Lower Separation Axioms for X-top Lattices

TL;DR

This paper investigates various separation axioms within X-top lattices, a class of lattices with Zariski-like topologies, providing graphical characterizations and examples, especially in the context of spectra of ideals in commutative semirings.

Contribution

It introduces new graphical criteria for separation axioms in X-top lattices and applies these to spectra of ideals in commutative semirings, expanding understanding of their topological properties.

Findings

X-top lattices are generally T0 but not T2.

Graphical characterizations for T1, T1/4, T1/2, T3/4 separation axioms.

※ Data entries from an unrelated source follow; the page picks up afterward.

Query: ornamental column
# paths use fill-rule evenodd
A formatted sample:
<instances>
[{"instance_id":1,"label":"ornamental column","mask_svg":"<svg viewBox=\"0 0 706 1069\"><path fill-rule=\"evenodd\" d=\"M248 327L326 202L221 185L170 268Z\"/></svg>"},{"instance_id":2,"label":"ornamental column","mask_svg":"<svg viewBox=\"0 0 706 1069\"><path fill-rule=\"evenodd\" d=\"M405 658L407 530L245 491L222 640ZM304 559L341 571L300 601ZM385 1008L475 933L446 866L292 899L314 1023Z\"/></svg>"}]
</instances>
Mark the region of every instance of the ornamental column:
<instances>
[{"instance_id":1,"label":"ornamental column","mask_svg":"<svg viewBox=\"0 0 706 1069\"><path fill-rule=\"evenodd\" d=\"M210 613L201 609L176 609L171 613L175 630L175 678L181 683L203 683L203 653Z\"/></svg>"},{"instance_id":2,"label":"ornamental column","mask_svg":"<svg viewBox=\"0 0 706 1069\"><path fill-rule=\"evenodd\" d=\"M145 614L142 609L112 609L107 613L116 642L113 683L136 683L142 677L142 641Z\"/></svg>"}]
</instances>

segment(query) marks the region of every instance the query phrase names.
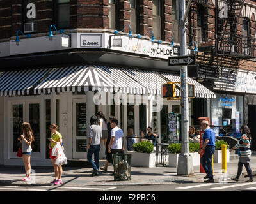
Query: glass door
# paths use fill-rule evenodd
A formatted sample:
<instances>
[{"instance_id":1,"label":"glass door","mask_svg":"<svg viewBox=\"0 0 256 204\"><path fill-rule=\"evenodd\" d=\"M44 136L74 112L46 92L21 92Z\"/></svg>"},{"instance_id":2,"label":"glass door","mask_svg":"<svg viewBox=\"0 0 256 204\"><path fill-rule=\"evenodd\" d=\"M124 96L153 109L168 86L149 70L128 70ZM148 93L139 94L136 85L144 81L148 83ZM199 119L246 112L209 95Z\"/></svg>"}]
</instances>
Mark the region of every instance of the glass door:
<instances>
[{"instance_id":1,"label":"glass door","mask_svg":"<svg viewBox=\"0 0 256 204\"><path fill-rule=\"evenodd\" d=\"M86 103L73 99L73 158L87 157Z\"/></svg>"}]
</instances>

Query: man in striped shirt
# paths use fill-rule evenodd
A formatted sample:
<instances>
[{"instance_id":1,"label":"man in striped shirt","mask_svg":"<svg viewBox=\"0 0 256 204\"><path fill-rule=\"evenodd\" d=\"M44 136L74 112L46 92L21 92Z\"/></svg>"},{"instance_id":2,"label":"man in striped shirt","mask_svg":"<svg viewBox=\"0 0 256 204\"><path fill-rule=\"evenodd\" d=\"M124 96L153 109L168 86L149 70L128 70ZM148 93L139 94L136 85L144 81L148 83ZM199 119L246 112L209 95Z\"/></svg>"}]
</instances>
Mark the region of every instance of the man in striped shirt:
<instances>
[{"instance_id":1,"label":"man in striped shirt","mask_svg":"<svg viewBox=\"0 0 256 204\"><path fill-rule=\"evenodd\" d=\"M241 136L239 142L229 150L231 152L232 150L236 149L239 149L240 150L240 157L238 162L237 174L236 178L232 178L231 179L234 181L238 181L240 175L242 173L243 165L244 165L245 168L246 168L247 173L250 177L250 179L246 182L252 182L253 180L252 177L252 172L249 165L249 163L251 161L251 131L246 125L243 125L241 127L241 132L243 133L243 135Z\"/></svg>"}]
</instances>

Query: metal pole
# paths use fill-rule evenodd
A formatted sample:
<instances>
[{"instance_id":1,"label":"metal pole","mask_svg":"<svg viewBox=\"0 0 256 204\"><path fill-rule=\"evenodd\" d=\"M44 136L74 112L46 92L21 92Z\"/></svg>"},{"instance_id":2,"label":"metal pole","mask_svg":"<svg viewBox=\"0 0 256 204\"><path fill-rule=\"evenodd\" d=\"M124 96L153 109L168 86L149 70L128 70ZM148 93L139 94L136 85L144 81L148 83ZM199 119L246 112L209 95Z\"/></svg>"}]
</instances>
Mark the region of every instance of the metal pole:
<instances>
[{"instance_id":1,"label":"metal pole","mask_svg":"<svg viewBox=\"0 0 256 204\"><path fill-rule=\"evenodd\" d=\"M185 24L182 22L185 15L186 3L185 0L179 1L179 30L180 36L180 55L187 55L186 48L186 32ZM189 154L189 105L188 98L188 71L187 66L182 66L180 69L181 82L181 154L178 160L178 175L188 175L194 173L192 157Z\"/></svg>"}]
</instances>

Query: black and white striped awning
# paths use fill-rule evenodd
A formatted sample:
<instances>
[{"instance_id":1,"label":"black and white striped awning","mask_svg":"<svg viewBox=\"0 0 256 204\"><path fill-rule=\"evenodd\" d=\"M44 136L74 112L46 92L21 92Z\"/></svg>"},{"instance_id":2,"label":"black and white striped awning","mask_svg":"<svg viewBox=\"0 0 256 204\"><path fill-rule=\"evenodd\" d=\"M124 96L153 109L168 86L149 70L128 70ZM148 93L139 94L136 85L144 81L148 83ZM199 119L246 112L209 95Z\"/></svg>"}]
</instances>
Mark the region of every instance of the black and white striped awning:
<instances>
[{"instance_id":1,"label":"black and white striped awning","mask_svg":"<svg viewBox=\"0 0 256 204\"><path fill-rule=\"evenodd\" d=\"M122 70L148 89L151 94L161 94L162 85L166 84L166 81L155 71L123 68ZM180 91L178 89L175 91L176 96L180 96Z\"/></svg>"},{"instance_id":2,"label":"black and white striped awning","mask_svg":"<svg viewBox=\"0 0 256 204\"><path fill-rule=\"evenodd\" d=\"M29 94L30 89L51 69L3 72L0 75L0 96Z\"/></svg>"},{"instance_id":3,"label":"black and white striped awning","mask_svg":"<svg viewBox=\"0 0 256 204\"><path fill-rule=\"evenodd\" d=\"M170 82L180 82L180 76L177 74L172 74L161 72L161 75L166 78ZM192 84L195 85L195 96L196 98L215 98L215 94L209 90L207 88L205 87L199 82L196 80L188 77L188 82ZM178 86L180 87L180 84L177 84Z\"/></svg>"},{"instance_id":4,"label":"black and white striped awning","mask_svg":"<svg viewBox=\"0 0 256 204\"><path fill-rule=\"evenodd\" d=\"M56 68L34 89L34 93L88 91L142 94L145 89L120 69L102 66Z\"/></svg>"}]
</instances>

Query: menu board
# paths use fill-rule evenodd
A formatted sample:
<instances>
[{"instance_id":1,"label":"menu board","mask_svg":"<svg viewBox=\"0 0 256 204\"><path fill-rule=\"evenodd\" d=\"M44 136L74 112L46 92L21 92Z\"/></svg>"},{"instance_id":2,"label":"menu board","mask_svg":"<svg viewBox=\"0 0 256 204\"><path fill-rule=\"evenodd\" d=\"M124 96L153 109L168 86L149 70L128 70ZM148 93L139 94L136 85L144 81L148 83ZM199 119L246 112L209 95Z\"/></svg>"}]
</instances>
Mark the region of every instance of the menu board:
<instances>
[{"instance_id":1,"label":"menu board","mask_svg":"<svg viewBox=\"0 0 256 204\"><path fill-rule=\"evenodd\" d=\"M86 140L76 140L76 151L87 152Z\"/></svg>"},{"instance_id":2,"label":"menu board","mask_svg":"<svg viewBox=\"0 0 256 204\"><path fill-rule=\"evenodd\" d=\"M86 103L76 103L76 136L86 135Z\"/></svg>"}]
</instances>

Examples and counterexamples illustrating the separation properties.

Abstract

We study separation axioms for $X$-top-lattices (i.e. lattices $L$ for which a given subset $X\subseteq L\backslash \{1\}$ admits a \emph{Zariski-like topology}). Such spaces are $T_{0}$ and usually far away from being $T_{2}.$% We give graphical characterizations for an $X$-top-lattice to be $T_{1},$ $% T_{\frac{1}{4}},$ $T_{\frac{1}{2}},$ $T_{\frac{3}{4}}$ and provide several families of examples/counterexamples that illustrate our results. We apply our results mainly to the prime (resp. maximal, minimal) spectra of prime (resp. maximal, minimal) ideals of commutative (semi)rings.